Fraternal greetings from Burford Lodge #106 in the Province of Ontario Canada. 

This App for my phone is exactly what i needed to pass the time between lodge meetings. 
A big THANK YOU to the App creator (Blake?)  and all the active members for reflecting the light into my pocket! I can clearly see there are many well spoken people to learn from here. 

I have been reading over (and learning from) all of the posts on this site in the last couple weeks, and they all add to the feeling of brotherly love i share with my lodge brethren. It's quite refreshing to find that connection with men from across the globe!  

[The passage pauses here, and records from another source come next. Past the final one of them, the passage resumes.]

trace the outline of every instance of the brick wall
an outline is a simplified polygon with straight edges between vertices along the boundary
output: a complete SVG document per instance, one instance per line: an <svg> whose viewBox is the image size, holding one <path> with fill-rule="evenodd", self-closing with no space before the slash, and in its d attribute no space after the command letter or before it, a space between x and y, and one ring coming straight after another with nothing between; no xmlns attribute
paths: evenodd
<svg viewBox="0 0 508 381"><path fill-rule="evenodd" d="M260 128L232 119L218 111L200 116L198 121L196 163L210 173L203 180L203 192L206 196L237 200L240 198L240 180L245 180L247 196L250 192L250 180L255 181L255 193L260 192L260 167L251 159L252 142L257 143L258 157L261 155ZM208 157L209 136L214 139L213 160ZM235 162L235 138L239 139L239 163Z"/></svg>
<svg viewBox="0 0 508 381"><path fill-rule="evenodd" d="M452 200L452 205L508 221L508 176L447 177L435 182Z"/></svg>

I look forward to interacting, sharing and challenging thoughts with all of you. 

Fraternally yours,
Dave


----------



## widows son (Apr 13, 2013)

Welcome Dave, I too am from Ontario.


----------



## martin (Apr 13, 2013)

Hey brother welcome . Im from ontario too maple- woodbridge


----------



## DJGurkins (Apr 14, 2013)

Wow you guys from Canada better be careful or someone might think you are planning a take over. LOL Welcome to the Forum Bro. D.  Edward. Enjoy the light that abounds.


----------



## Brett (Apr 14, 2013)

I'm in Ontario too, Fort William 415.

Freemason Connect Mobile


----------



## widows son (Apr 14, 2013)

We come in peace...eh


----------



## Bro. D. Edward (Apr 14, 2013)

Haha...  And we brought our own beer too eh.  

It's nice to see some local guys on here as well. Thanks for the welcome gentlemen. 


Freemason Connect Mobile


----------



## Bro. Stewart P.M. (Apr 14, 2013)

Welcome!!


----------



## lawyer_taj (Apr 15, 2013)

Greetings from Lodge Itebite 1619 S.C., Edo State Nigeria.


Freemason Connect Mobile


----------



## cog41 (Apr 15, 2013)

Greetings from East Texas!


----------



## Benjamin Baxter (Apr 16, 2013)

Welcome Bro Dave. I agree this app is a great way to pass the time and get some answers while doing it.

Freemason Connect Mobile


----------